D’après une majorité du Conseil, le risque de préjudice avait drastiquement diminué lorsque Meta a pris sa décision (près de trois semaines après la publication de la vidéo incitant à la violence) et Meta aurait dû conserver le contenu en appliquant la tolérance. La vidéo permet d’informer le public en Haïti, mais également dans les autres pays, des réalités de la violence et des troubles à l’ordre public à un moment où Haïti demande une aide et une intervention internationales. Indépendamment du risque encouru par le contenu, notamment aux individus identifiables dans la vidéo, il était considérablement moindre lorsque Meta a appliqué la tolérance, tel qu’indiqué en détail dans l’analyse de la section 8.2 (iii) ci-dessous. Si Meta avait examiné le contenu peu de temps après sa première publication, le risque de préjudice l’aurait emporté sur l’intérêt public, comme nous l’avons déjà vu dans le cas des Violences communautaires dans l’État indien de l’Odisha. Dans ce cas, Meta a identifié et supprimé le contenu quelques jours après sa publication, à une période de tensions accrues et de violence continue, et qu’il posait un risque sérieux et probable de violences supplémentaires, dépassant ainsi l’intérêt public du contenu. Dans ce cas, Meta ayant tardé à examiner le contenu, le risque de préjudice s’était considérablement réduit, et la valeur d’intérêt public l’emportait afin de garantir l’accès aux informations et d’expliquer au grand public la situation en Haïti à cette période. Au moment où Meta a examiné la possibilité d’appliquer une tolérance, la publication avait déjà été vue 500 000 fois et le risque de préjudice que la vidéo aurait pu entraîner se serait déjà concrétisé. La tolérance étant évaluée lors de la remontée par les équipes internes de Meta, cette dernière dispose des ressources et de l’expertise nécessaires pour réaliser une évaluation encore plus sensible au contexte et tenir compte du changement de circonstances au moment de prendre sa décision.

Une minorité des membres du Conseil estime que Meta a fait preuve de bon sens en n’appliquant pas la tolérance d’intérêt médiatique dans ce cas.
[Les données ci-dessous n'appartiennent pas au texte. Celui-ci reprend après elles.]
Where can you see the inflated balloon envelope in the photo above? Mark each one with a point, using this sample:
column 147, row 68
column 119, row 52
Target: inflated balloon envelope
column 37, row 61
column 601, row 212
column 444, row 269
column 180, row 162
Bien que le risque de préjudice à l’encontre des individus qui apparaissent dans la vidéo fut davantage prégnant dans les jours suivant la publication du contenu, la possibilité que la vidéo puisse accroître le risque de représailles était toujours aussi vif lorsque Meta a examiné le contenu, compte tenu du contexte global de violence généralisée continue et d’insécurité en Haïti. Les préjudices inhérents à la conservation du contenu sur la plateforme dépassaient donc toujours l’intérêt public du discours, tel qu’indiqué en détail dans la section 8.2 (iii) ci-dessous. Le risque que d’autres personnes, en voyant cette vidéo, puissent prendre les armes et rejoindre le mouvement et tenter de punir quelqu’un n’avait pas diminué. Sans parler de la possibilité qu’un membre du « gang 5 secondes », ou d’un gang affilié, reconnaisse une personne dans la vidéo et cherche à se venger d’elle, d’autres membres du mouvement Bwa Kale ou des agents des forces de l’ordre. Pour ces membres du Conseil, plusieurs personnes étant identifiables dans la vidéo et le risque de représailles étant bien établi et toujours d’actualité, le contenu ne devrait pas être soumis à la tolérance, même après le retard de Meta.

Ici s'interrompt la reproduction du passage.